1. 保険請求(自賠責、任意、労災)〈交通事故のはなし〉
交通事故のはなし

保険請求(自賠責、任意、労災)〈交通事故のはなし〉

Q:交通事故に遭ったときどういう保険が使えるのでしょうか。

 

保険の種類

 交通事故に遭ったときに問題となる保険は、①自賠責保険、②任意保険、③社会保険(健康保険と労災保険)です。

 自賠責保険は、強制保険なのでごくまれなケース以外は適用されることになります。ただし、人身事故のみが対象です。任意保険は損保会社が任意に提供している保険のため、契約がなされていなければもちろん使えませんが、保険商品によっては物損を対象とする保険もあります。交通事故に遭ったときに使える社会保険は、健康保険(治療費)と労災保険(治療費、休業損害)がありますが、労災保険の対象となる事故(勤務中あるいは通勤途中の事故)の場合には健康保険は使えません。

 

自賠責保険と健康保険(治療費)

 健康保険は被保険者の業務外の事由により負傷等の保険事故が発生した場合、給付がなされる保険です。

 自賠責保険は上限120万円という給付の限度が定められているため、たとえば加害者が任意保険に加入していない場合に自由診療で受診すると自賠責の上限を超えたときに、加害者に直接請求しなければならなくなります。このような場合、もし健康保険を使っていれば自己負担は3割負担なので、自賠責の120万円の枠を有効に使えることに なります。

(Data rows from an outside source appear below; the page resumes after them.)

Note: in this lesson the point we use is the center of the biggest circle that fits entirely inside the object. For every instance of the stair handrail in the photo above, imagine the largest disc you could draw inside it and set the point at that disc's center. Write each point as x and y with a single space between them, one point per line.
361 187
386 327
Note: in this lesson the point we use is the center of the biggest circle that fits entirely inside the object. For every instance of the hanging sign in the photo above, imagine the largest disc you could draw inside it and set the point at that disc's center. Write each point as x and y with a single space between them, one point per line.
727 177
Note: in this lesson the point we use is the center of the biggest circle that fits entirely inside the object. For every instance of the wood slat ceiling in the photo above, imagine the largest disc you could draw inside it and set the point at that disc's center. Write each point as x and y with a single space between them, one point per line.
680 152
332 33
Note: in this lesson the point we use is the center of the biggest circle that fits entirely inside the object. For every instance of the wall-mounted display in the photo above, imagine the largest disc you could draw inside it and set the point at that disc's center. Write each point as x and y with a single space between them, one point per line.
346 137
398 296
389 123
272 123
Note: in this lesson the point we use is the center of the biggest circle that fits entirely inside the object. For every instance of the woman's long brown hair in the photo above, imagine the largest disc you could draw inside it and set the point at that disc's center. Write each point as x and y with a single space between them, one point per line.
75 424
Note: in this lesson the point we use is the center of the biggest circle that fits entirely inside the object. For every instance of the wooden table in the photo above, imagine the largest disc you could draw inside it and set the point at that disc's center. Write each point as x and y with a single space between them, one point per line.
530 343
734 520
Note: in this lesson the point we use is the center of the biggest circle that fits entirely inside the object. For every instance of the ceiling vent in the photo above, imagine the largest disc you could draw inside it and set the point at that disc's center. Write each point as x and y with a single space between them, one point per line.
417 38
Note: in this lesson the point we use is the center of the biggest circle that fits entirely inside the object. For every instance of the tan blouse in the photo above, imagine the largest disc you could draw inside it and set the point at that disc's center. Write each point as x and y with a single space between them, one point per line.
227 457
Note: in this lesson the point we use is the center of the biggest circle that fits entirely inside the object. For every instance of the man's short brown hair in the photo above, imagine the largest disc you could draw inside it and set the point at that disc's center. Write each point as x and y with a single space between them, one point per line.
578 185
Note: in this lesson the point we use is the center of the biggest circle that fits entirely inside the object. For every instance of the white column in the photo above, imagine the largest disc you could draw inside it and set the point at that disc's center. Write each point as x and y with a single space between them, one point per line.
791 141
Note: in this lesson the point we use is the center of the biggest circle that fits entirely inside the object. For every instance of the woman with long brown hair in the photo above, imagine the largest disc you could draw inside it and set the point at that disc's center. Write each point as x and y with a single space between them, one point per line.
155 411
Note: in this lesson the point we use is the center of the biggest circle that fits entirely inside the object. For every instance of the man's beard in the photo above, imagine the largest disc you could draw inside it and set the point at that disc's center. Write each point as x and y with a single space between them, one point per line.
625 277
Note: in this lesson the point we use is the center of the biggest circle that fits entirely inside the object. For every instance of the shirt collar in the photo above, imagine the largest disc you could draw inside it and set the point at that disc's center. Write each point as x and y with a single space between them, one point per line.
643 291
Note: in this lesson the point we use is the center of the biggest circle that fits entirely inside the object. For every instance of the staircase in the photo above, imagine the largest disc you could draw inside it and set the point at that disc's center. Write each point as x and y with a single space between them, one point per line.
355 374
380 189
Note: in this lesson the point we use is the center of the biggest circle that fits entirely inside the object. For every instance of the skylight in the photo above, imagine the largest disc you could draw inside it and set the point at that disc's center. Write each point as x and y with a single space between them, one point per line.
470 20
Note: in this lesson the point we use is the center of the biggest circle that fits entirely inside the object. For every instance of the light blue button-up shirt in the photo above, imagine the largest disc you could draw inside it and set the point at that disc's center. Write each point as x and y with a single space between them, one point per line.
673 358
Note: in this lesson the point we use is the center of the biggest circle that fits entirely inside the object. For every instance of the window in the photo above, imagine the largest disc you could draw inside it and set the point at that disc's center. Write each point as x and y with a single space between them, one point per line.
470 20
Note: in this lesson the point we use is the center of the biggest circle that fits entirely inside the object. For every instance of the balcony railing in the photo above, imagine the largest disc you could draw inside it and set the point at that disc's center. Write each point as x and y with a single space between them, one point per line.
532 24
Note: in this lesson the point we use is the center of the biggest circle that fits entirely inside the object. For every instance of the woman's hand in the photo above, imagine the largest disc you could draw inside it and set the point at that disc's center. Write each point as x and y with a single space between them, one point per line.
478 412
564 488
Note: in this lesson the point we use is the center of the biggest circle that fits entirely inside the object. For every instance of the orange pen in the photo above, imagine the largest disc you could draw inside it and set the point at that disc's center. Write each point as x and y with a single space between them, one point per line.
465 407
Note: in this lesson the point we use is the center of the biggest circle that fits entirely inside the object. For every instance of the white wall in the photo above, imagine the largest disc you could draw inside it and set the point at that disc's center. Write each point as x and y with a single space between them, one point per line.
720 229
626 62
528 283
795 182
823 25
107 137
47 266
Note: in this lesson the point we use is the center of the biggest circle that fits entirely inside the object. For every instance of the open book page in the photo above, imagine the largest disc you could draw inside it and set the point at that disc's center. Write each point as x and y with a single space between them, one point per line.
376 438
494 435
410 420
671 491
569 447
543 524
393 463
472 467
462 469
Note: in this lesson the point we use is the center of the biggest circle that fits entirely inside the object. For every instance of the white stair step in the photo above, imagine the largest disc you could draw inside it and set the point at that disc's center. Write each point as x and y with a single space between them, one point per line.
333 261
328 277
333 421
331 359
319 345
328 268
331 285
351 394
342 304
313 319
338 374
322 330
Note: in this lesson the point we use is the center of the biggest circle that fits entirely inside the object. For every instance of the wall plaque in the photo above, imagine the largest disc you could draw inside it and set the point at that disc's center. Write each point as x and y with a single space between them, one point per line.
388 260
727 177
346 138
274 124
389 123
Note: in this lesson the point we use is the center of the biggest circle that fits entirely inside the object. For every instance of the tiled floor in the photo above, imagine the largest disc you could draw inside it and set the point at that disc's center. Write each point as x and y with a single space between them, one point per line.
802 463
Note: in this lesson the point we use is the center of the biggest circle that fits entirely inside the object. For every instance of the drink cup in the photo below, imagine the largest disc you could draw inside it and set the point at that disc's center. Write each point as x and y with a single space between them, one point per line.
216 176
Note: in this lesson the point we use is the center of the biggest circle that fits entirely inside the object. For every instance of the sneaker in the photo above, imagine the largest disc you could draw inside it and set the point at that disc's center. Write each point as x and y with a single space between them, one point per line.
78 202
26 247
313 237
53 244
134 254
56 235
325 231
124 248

 一般的に、加害者が任意保険に入っていない場合、治療・入院が長引きそうで、かつ、被害者の過失が大きいときは、自由診療ではなく、健康保険を使った方が良いでしょう。

 

自賠責保険と労災保険(治療費、休業損害)

 労災保険は、労働者の業務上あるいは通勤中の怪我等について、給付がなされる保険です。

 労災保険の場合、休業損害が8割しか支給されず、慰謝料は給付対象外となります。対象外となった部分については、自賠責保険を利用するのが通常です。

 両者の違いはおおよそ以下のとおりとなります。

 自賠責が有利な面

 ①慰謝料は労災では認められないが自賠責では認められる。

 ②休業損害は労災では8割が填補されるが、自賠責では10割填補される。

 労災が有利な面

 ①労災は支給額につき被害者の過失割合を問題にしないが、自賠責は被害者の過失割合が7割以上の場合、最大5割の減額がある。

 ②自賠責は障害の場合の給付金の上限が120万円だが、労災は治療費の自己負担はない。

 一般論で言えば、被害者の過失割合が大きい、治療費が多額になる等の場合は、できる限り勤務先の協力を得て労災保険を使った方がよいでしょう。